Keisha Stephan, who teaches AP chemistry at Highland Park High School, watched with a smile as her daughters, Suzette and Simone, made patterns on coffee filters using the chromatography of colored inks. The girls were looking forward to the activities night, having attended every year for the past four years. The previous year’s theme was candy, and she said they were so excited about the candy activities that they didn’t want to leave. “They love science,” Stephan said.
On arrival, registered guests of all ages donned safety goggles and received an apron, a diffraction grating and a booklet from the American Chemical Society. The booklet explains topics from the chemistry of fireworks to why the sky is blue, accompanied by procedures for simple DIY experiments on color.
The crowd, mostly families, could participate in an auditorium show given by American Chemical Society members and local scientists and 9 different hands-on activities supervised by ACS members, local scientists, graduate students, undergraduates, and trained high school students. In total, 140 volunteers helped with the preparation, set-up, demonstration and cleanup of the night’s activities.

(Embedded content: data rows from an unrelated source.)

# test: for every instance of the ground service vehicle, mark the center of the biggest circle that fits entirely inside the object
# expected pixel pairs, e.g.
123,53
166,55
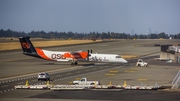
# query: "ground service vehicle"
43,76
141,63
84,81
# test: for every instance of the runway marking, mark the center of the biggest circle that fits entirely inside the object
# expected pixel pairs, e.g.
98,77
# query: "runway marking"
58,75
68,73
70,82
109,74
113,71
142,79
135,68
5,86
78,78
21,83
128,71
34,80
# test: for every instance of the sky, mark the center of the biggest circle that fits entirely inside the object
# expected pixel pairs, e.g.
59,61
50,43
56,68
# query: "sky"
84,16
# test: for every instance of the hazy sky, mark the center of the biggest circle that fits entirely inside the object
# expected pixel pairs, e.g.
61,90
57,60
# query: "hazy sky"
91,15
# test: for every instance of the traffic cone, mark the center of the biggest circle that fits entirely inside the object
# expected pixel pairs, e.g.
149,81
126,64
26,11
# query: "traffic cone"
27,84
125,84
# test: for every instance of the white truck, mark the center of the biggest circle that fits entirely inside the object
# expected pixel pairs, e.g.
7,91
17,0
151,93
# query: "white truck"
84,81
141,63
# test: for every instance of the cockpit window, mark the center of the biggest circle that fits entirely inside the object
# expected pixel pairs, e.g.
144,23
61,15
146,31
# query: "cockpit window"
118,57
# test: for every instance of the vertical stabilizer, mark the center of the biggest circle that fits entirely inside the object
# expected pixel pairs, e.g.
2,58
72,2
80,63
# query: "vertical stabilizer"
27,46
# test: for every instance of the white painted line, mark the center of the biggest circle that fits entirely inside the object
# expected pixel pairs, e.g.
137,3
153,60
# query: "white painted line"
5,86
34,80
68,73
58,75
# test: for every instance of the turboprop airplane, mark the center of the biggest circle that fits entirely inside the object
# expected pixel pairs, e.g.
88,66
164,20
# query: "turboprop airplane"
73,57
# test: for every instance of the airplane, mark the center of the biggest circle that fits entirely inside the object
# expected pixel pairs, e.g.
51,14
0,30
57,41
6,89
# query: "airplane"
73,57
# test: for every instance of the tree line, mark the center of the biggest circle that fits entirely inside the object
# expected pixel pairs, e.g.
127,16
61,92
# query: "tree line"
91,35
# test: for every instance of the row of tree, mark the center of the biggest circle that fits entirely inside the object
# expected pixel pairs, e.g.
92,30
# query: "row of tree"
91,35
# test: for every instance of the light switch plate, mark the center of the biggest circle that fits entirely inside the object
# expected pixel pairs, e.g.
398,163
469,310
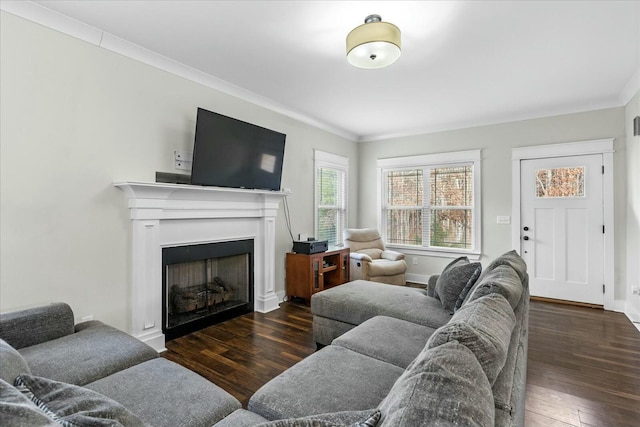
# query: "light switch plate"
503,219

Members of the Scholes group, led by Bryan Kudisch, developed and supervised the Chemistry and Light activities, and a group of first-year graduate students, led by Dylan Abrams, organized the activity on chromatography of nature’s colors in leaves and berries. The event was organized by co-coordinators Kathryn Wagner and Louise Lawter, and jointly sponsored by Princeton University Department of Chemistry and the Princeton Local Section of the American Chemical Society.
Nadia Leonard, a second year graduate student in the Chirik group, stooped down to explain the chemistry of “magic paper” (white paper striped with solutions of tannic acid and potassium ferrocyanide) to her adviser’s young twin daughters. The girls dragged Q-tips wetted with a solution of iron(III) ions across the paper, and were delighted at the appearance of streaks of black and deep blue color. The iron(III) reacts with tannin to make a permanent black ink and with ferrocyanide to make Prussian blue.
Guests also had a chance to work in the general chemistry laboratory, thanks to organization efforts by Virginia Sari, a senior laboratory coordinator in the chemistry department. For the lab activity, guests mixed food dyes and shaving cream to make marbled paper, under the supervision of high school students from the Princeton International School for Mathematics and Science and their teacher, Roxanne Spencer, a Princeton chemistry graduate alumna.
At the far end of the atrium, students from Lawrence High School helped eager attendees don gloves and dye shoelaces with indigo dye. Emily Tino and Sophie Webster, both seniors, used paper cutouts to help small groups of kids and their parents understand how the dye sticks to the fibers and the chemical process of oxidation underlying the dye’s change in color from green to blue.
More advanced chemical reactions demonstrating the wonders of color were performed for a packed audience in Taylor Auditorium. As volunteers at the front of the room poured colorless liquids into a beaker where its contents were vigorously stirred for a so-called oscillating reaction, they asked the crowd what oscillating meant.
“Shaking,” a child in the front called out.
“Going back and forth,” said another young audience member.
The whole room watched as the solution took on a yellow hue and suddenly turned a deep blue, prompting clamoring from the crowd. Then the blue color lightened, eventually reverting to yellow and then blue again, with the audience oohs and aahs marking each color change.